The Blonde in the Red Sports Car

A sexy birthday story

It was my birthday. I had no plans — at least no plans that involved other human beings. I had the day off from work as well as the next day off.

My only plan was to celebrate me. To be honest I have to say that I have spent a lot of birthdays in my life alone. These are the birthdays that I have enjoyed the most. My first prerequisite has always been to commune with nature in some way. To celebrate my life I step away from my life and try to get to the very bottom of things; to strip myself of the image I have created for myself — my false self. Nature, for me, has always been the place to go to release everything that is going on in my life and venture into the primal nature of who I really am beneath the facade I live behind on a daily basis. Nothing does this better than nature.

(On this birthday, however, ‘nature’ would take on a whole new meaning.)

I happen to be a nature freak. For years I have tried to connect with nature on a near-daily basis. My nature obsession drastically intensified after a health scare around seven years ago. It was nature that healed me from that scare and ever since it has always been nature that I turn to whenever I am at a crossroads in my life.

And this particular birthday was a crossroads — a particularly intense one.

I skipped my normal hearty breakfast. No eggs, no jalapenos, no meat, no bread, no hash browns, no cheese. All I had was a banana…. And, of course, a couple of tall glasses of lemon water.
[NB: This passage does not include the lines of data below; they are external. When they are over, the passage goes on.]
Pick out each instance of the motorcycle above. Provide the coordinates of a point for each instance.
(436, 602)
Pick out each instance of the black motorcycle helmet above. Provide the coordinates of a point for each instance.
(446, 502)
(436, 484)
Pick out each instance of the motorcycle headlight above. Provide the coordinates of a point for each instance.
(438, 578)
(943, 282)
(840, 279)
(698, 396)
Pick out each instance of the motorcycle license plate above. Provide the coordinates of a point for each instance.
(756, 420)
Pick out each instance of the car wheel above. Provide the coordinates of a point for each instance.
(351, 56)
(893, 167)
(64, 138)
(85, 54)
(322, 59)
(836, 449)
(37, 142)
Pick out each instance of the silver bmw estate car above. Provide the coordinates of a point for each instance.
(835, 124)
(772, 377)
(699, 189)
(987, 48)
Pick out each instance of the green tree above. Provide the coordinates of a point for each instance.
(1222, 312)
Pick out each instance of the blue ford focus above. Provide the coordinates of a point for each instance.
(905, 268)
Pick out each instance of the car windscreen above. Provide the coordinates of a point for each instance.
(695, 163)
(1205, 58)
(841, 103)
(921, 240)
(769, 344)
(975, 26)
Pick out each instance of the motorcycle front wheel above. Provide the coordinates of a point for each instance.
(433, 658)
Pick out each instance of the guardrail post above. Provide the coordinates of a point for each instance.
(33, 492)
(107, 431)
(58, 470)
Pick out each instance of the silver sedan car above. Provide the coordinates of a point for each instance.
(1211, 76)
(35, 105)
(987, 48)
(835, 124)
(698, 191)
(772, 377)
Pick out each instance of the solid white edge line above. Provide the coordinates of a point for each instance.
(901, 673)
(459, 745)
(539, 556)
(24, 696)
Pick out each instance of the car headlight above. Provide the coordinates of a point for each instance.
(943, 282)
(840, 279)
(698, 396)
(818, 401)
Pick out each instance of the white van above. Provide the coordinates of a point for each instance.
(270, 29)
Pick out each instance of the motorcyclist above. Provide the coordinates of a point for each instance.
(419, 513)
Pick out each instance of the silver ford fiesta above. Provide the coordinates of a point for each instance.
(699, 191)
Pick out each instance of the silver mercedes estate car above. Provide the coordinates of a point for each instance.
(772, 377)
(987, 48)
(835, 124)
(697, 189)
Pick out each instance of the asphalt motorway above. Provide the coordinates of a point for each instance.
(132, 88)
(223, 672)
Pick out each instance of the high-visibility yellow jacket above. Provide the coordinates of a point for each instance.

I do not currently own a car. My legs have been my sole provider of transportation for the last four years. I walk everywhere.

For my birthday I had decided to walk down to the ponds. Just south of the town where I currently live there are a couple of fairly large ponds around which a public park is situated. Back when I had a car I used to drive down there on an almost daily basis to take a walk around the ponds and thus commune with nature.

Those ponds are utterly teeming with mother nature. One can walk around those ponds and completely forget about civilization. The only sounds are of the symphony of bird sound. It is a cacophony of geese, ducks, pelicans, gulls, herons, swifts, and numerous song birds. Walking around these ponds is like walking into a symphony hall where the symphony orchestra performing is made up totally of birds.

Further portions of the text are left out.